Fisher Plaza: Service Restored, Portent Response

Random

Ian Lurie Jul 4 2009

If you host a web site with Portent, you’ve been kept apprised of the situation that started Thursday night at 11 PM.
At this point, all sites are back ‘live’. The Fisher Plaza East data center is running on temporary power from Caterpillar generators that the City of Seattle set up outside.
Here’s a quick rundown of what happened, why, and how we can avoid it in the future:

Chain of Events

Thursday
11 PM: A fire breaks out in the electrical hub at Plaza Center East. The sprinkler system activates, but floods and shorts out the emergency generators. Plaza Center East goes dark some time before 12 AM Friday.
Friday
12 AM: We receive an alarm that our sites are ‘down’. We attempt to contact our servers, can’t connect, and then attempt to contact Adhost. Adhost’s phones and servers are all down, as well, because of the fire. We try to contact them repeatedly over the next several hours.
5 AM: We get news of the fire at Fisher Plaza. Until 5 AM Pacific, no news outlet or other resource reported about it. We found the information via Twitter and by checking Seattle Fire Department incident logs. So much for Seattle’s ‘old media’. To be fair, though, two of Seattle’s primary news stations are also knocked out by the fire, so they can’t report any news.
5:30 AM: We contact all Portent hosting clients regarding the outage. At this point, it’s very clear this problem will last the day. I review alternatives and decide we have to sit tight and wait for power to be restored. We can’t get into the building yet; any repointed web sites will take 24 hours to ‘repoint’ across the entire internet; and then repointing them back to Adhost would take another 24 hours.
5:45 AM: We shut down all pay per click advertising for sites that are offline.
We spend the rest of Friday monitoring the situation. Where possible, we use client’s Facebook and Twitter accounts to notify their customers.
Saturday
1 AM: Building power is reconnected. Power supplies are recharged, and HVAC is restarted to cool the building before servers restart. The building got up to over 100 degrees inside during the day (it’s been over 85 degrees for the last several days).
4 AM: Servers come back online. Power restored to the building.

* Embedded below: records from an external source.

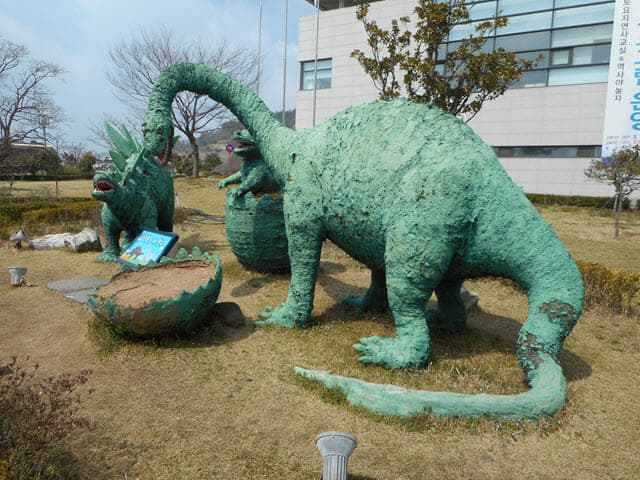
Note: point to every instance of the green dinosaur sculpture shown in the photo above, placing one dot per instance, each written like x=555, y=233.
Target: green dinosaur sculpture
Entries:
x=415, y=195
x=254, y=176
x=138, y=193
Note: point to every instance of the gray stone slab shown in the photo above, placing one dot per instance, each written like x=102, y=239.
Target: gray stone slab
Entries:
x=80, y=296
x=76, y=284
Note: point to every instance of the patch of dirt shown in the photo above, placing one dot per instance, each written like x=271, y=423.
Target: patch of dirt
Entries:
x=148, y=284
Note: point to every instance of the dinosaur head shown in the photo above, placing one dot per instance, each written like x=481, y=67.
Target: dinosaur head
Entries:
x=106, y=185
x=247, y=148
x=157, y=131
x=110, y=187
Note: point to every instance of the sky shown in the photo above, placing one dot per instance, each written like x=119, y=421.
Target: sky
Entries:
x=77, y=35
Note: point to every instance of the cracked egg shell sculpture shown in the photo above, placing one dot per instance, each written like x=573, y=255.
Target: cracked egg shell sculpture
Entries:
x=256, y=231
x=172, y=296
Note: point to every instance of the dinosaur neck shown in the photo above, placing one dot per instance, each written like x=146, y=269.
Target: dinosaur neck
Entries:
x=270, y=135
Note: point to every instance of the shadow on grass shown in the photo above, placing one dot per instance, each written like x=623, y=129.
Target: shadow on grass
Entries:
x=206, y=245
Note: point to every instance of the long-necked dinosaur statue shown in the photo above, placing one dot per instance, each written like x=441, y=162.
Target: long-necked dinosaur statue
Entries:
x=415, y=195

What Could Have Prevented This?

In the end, Portent had only one way to avoid this outage: Host all web sites in two physical locations. Then, when Fisher Plaza East lost power, we could have started up the sites in the other location.
The problem with this solution: It’s expensive. Extremely expensive. It requires that we duplicate the hosting environment – hardware and software – and that we constantly keep both hosting locations in sync. For a once-per-decade power outage, the cost/benefits balance just doesn’t work.

Future Plans

However, cost/benefits analysis doesn’t feel as good right after your sites are down for 26 hours. So Portent will be planning and offering two additional services:
For e-commerce and other database-driven sites: Redundant hosting in multiple physical locations. If there’s a major power outage, we can flip a switch to point at the backup location, and you only experience a few minutes of downtime.
For lower-priority sites: Hosting of ‘static’ files, such as images, video and pages that don’t change, using Amazon S3. Backup of databases and other dynamic files using Amazon S3, as well. That way, moving to a new location in an emergency might take time but is still possible, even if all connectivity to Adhost is lost.
These services will cost extra: Portent will have to pay for data transfer, hardware and power usage for the additional storage and the ‘mirroring’ necessary to keep separate locations synchronized. Once we’ve worked out pricing, we will help you with the cost/benefits analysis.
I hope this information is helpful, and I appreciate everyone’s patience during the outage.